Where I work, everyone who reports to me is younger than me. Most of them are in their 20s, like my children. Sometimes they’ll tell me how much they appreciate my coaching because it clearly comes from a lot of experience. It feels great to hear them say it. One of my engineers actually said to me recently, “You seem to have it all figured out.” I chuckled for a second and said, “I’ve figured out a lot of things that you haven’t yet simply because I have a 30-year head start on you. But I’m still figuring things out. Chief among them: how do I stay relevant and employable in this young-man’s industry when I’m almost always the oldest guy in the room?”
That’s not the only thing I’m trying to figure out. I’m also figuring out how to stay physically healthy as my body ages and begins its natural decline. I’m also figuring out how to love and help aging parents and parents-in-law while simultaneously loving and helping our grown children step successfully into their adult lives. I’m figuring out how to love my new wife well through all of this, a woman I’m still getting to know. I’m also figuring out how to save enough for retirement after my expensive divorce and putting my kids through college have dramatically hindered my ability to do that during the prime saving years.
I’m also still figuring out how to manage my emotions after all these years. I’ve always had remarkably intense feelings.

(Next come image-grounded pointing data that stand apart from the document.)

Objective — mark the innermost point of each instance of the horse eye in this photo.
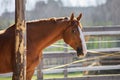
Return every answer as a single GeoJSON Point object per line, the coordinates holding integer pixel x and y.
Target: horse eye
{"type": "Point", "coordinates": [73, 31]}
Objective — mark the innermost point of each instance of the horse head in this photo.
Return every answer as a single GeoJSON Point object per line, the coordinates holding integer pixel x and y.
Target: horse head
{"type": "Point", "coordinates": [74, 37]}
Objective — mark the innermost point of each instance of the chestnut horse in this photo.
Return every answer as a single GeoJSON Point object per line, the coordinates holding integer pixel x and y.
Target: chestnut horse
{"type": "Point", "coordinates": [41, 34]}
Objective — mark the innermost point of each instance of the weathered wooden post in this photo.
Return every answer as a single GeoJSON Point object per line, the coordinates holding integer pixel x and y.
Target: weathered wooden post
{"type": "Point", "coordinates": [39, 70]}
{"type": "Point", "coordinates": [19, 72]}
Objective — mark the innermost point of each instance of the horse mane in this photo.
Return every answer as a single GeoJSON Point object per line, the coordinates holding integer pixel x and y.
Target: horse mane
{"type": "Point", "coordinates": [49, 20]}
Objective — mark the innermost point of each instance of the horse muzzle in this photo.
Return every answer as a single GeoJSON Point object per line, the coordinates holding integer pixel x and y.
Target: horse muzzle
{"type": "Point", "coordinates": [80, 52]}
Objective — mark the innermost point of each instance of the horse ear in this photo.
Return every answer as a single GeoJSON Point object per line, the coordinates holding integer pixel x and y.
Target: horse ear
{"type": "Point", "coordinates": [72, 16]}
{"type": "Point", "coordinates": [79, 17]}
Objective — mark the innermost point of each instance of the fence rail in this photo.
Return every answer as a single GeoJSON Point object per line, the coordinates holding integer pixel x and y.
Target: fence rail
{"type": "Point", "coordinates": [68, 55]}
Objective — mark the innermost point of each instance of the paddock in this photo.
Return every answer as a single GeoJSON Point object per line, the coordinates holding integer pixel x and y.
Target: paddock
{"type": "Point", "coordinates": [68, 62]}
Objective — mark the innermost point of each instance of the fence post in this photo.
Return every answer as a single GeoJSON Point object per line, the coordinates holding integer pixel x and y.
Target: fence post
{"type": "Point", "coordinates": [65, 72]}
{"type": "Point", "coordinates": [39, 70]}
{"type": "Point", "coordinates": [19, 72]}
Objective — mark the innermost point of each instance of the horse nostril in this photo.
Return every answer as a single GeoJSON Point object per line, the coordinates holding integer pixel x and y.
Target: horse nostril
{"type": "Point", "coordinates": [79, 51]}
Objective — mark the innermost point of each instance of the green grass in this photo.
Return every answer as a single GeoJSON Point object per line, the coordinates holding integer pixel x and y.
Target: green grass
{"type": "Point", "coordinates": [48, 76]}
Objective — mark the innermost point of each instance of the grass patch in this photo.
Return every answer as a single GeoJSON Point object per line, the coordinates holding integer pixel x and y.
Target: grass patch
{"type": "Point", "coordinates": [48, 76]}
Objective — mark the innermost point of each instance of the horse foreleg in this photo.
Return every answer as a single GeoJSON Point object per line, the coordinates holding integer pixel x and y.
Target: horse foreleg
{"type": "Point", "coordinates": [29, 75]}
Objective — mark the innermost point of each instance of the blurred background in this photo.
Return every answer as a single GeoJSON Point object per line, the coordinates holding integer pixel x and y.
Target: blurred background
{"type": "Point", "coordinates": [98, 15]}
{"type": "Point", "coordinates": [95, 12]}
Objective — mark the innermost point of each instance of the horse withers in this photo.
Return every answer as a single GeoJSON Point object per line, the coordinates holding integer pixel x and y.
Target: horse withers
{"type": "Point", "coordinates": [41, 34]}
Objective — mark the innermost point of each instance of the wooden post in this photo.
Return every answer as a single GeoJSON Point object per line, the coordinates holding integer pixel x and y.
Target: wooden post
{"type": "Point", "coordinates": [39, 70]}
{"type": "Point", "coordinates": [19, 72]}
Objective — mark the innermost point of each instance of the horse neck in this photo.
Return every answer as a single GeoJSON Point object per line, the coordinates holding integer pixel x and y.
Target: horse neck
{"type": "Point", "coordinates": [47, 33]}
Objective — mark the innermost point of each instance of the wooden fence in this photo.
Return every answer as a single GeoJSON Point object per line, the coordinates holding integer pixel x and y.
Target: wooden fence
{"type": "Point", "coordinates": [52, 59]}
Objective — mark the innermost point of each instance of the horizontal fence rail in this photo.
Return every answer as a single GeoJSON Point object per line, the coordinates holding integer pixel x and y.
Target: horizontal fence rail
{"type": "Point", "coordinates": [67, 56]}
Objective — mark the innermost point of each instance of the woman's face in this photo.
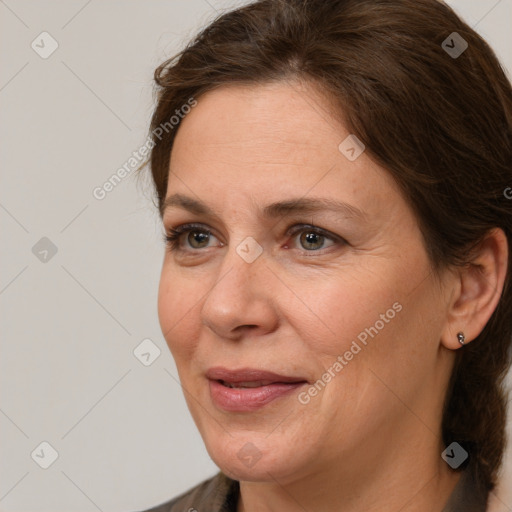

My wife and I went to see the film Little Women the day after Christmas. This was my first contact with this story, as I’d neither read the book nor seen any of the other film adaptations. In one scene, Jo fretted to her mother how much she struggled with her anger and said how much she admired her mom’s composure. Jo was shocked when her mother replied that she was angry nearly every day of her life, but after working at it for 40 years she had learned to manage it and present a placid face to the world.
I don’t believe she means that she denies her anger, only that in the face of it she chooses to behave in ways that don’t tear people down.
I identify with that middle-aged woman. I want to be able to feel what I feel but make effective choices anyway. Even after 52 years I haven’t entirely figured that out. My feelings can still overwhelm me and render me inert — or, worse, incredibly unkind — until they pass.
Maybe what I’m figuring out in middle age is that you always have to figure out your life. I’m glad I’ve figured this out now, so that if I’m fortunate to live as long as my father-in-law I won’t be surprised by what I have to figure out then.